I used CO2 and I also did the EI dossing method EI DOSING USING DRY SALTS

About 2 years ago, I stopped both the CO2 and the EI dosing.

All I did was feed the fish, and do partial water changes. Nothing else at all.

I used tap water and a tiny amount of Stress Coat (as per instructions on bottle).

A few of my plants died (don't ask which ones, can't remember), but many simply kept going and going. Every week or three I still had to do a bit of trimming.

Yesterday, I was just about to empty my old fish tank and stick it in the shed out of the way, I put the light on and took a quick photo, this hasn't been touched for 8 weeks (I left filter running and light on timer), no water changes, nothing (I did top the water up when it evaporated below top line of tank). Again, Tap water, Stress coat and nothing else at all for two years, zero ferts, zero anything.

old tank.JPG


When I first started keeping fish many years ago (plastic plants) , I bought a water checking kit along with all the other bits, was checking water daily and adding things to try and get it perfect. Some of my fish kept dying. I spoke to the owner of an aquarium shop and he said words along the lines of "throw your test kit away, just leave the water alone and everything will be fine". I stopped testing and trying to get the water perfect and my fish stopped dying. Of course that was probably more to do with me not knowing how to use the kit etc proper;y, but no water testing for years and virtually no deaths either.

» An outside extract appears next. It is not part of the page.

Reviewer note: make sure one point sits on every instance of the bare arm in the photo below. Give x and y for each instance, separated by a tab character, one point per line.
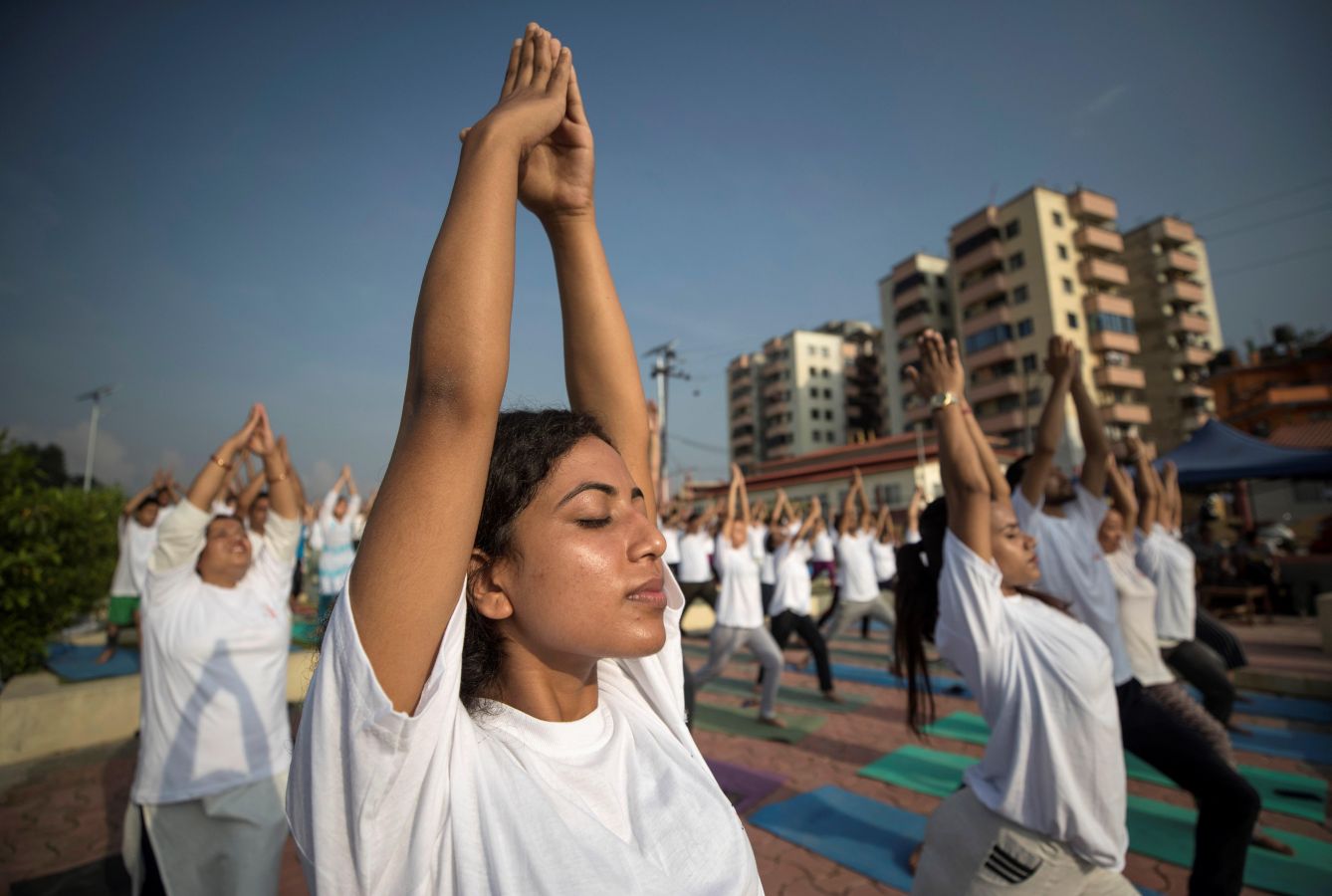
1092	429
417	548
1050	430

As for where I get my fish from, Koi-Joy is about 200 yards away from me, so usually there. I've been to others in the area (Cherry lane garden center, Maidenhead aquatics, a couple in Lowestoft etc) and they all appear to be on par with each other.

I did find out from this forum a couple of days ago that there is an aquascaping shop in Norwich that I knew nothing about, Scaped Nature.

If ever you do go Hi-Tec, FlameSkill on Harfreys ind estate refills 2KG fire extinguishers while you wait for £6
 
Top man Darrel, Thanks for that.... I couldnt find that part on the site

Now if anyone could help me decifer the important parts for a planted tank, that would be great. I was hoping it would say ppm or in plain english for us Suffolk Folk lol

Your Copper and Manganese levels fluctuate quite a bit as well (as do mine in Yorkshire, so some plants you will have issues with- just like the rest of us with Hard/very hard water
 
I did find out from this forum a couple of days ago that there is an aquascaping shop in Norwich that I knew nothing about, Scaped Nature.

If ever you do go Hi-Tec, FlameSkill on Harfreys ind estate refills 2KG fire extinguishers while you wait for £6
Thanks for the heads up, I will def be going high tec its only a matter of time, so good to know about flame skill. I have used Koi joy over the years more out of the fact that they are there, rarther than choice. Multiple times I have been in the shop and seen very poor looking fish, and unfotunately been given bad advice, and sold non aquatics in my very inexperienced days years back. Hopefully they have upped there game a bit since then.

I wasnt aware of scaped nature either, when this lockdown is over and we are able to travel, I will def be giving the guys a look.
 
Your Copper and Manganese levels fluctuate quite a bit as well (as do mine in Yorkshire, so some plants you will have issues with- just like the rest of us with Hard/very hard water

Thanks for the heads up on that I will make a mental note of that. Is that a problem because there is too much or too little in the water. Would an hma filter help at all, as I understand they dont have the waste of an ro unit
 
Is that a problem because there is too much or too little in the water.

They could be a little on the high side - at certain times of year,
Would an hma filter help at all,

Possibly, I have only just become aware myself of these big fluctuations in my water, I do have some issues but on the whole the three year old tank has done well Olympus is calling , If I wasn't moving soon I would be looking to reduce my heavy metals
Some possible issues/solutions have been discussed in Anyone figured out H.Pinnatifida?

There is so much to learn and much all we have is a best educated guess at really.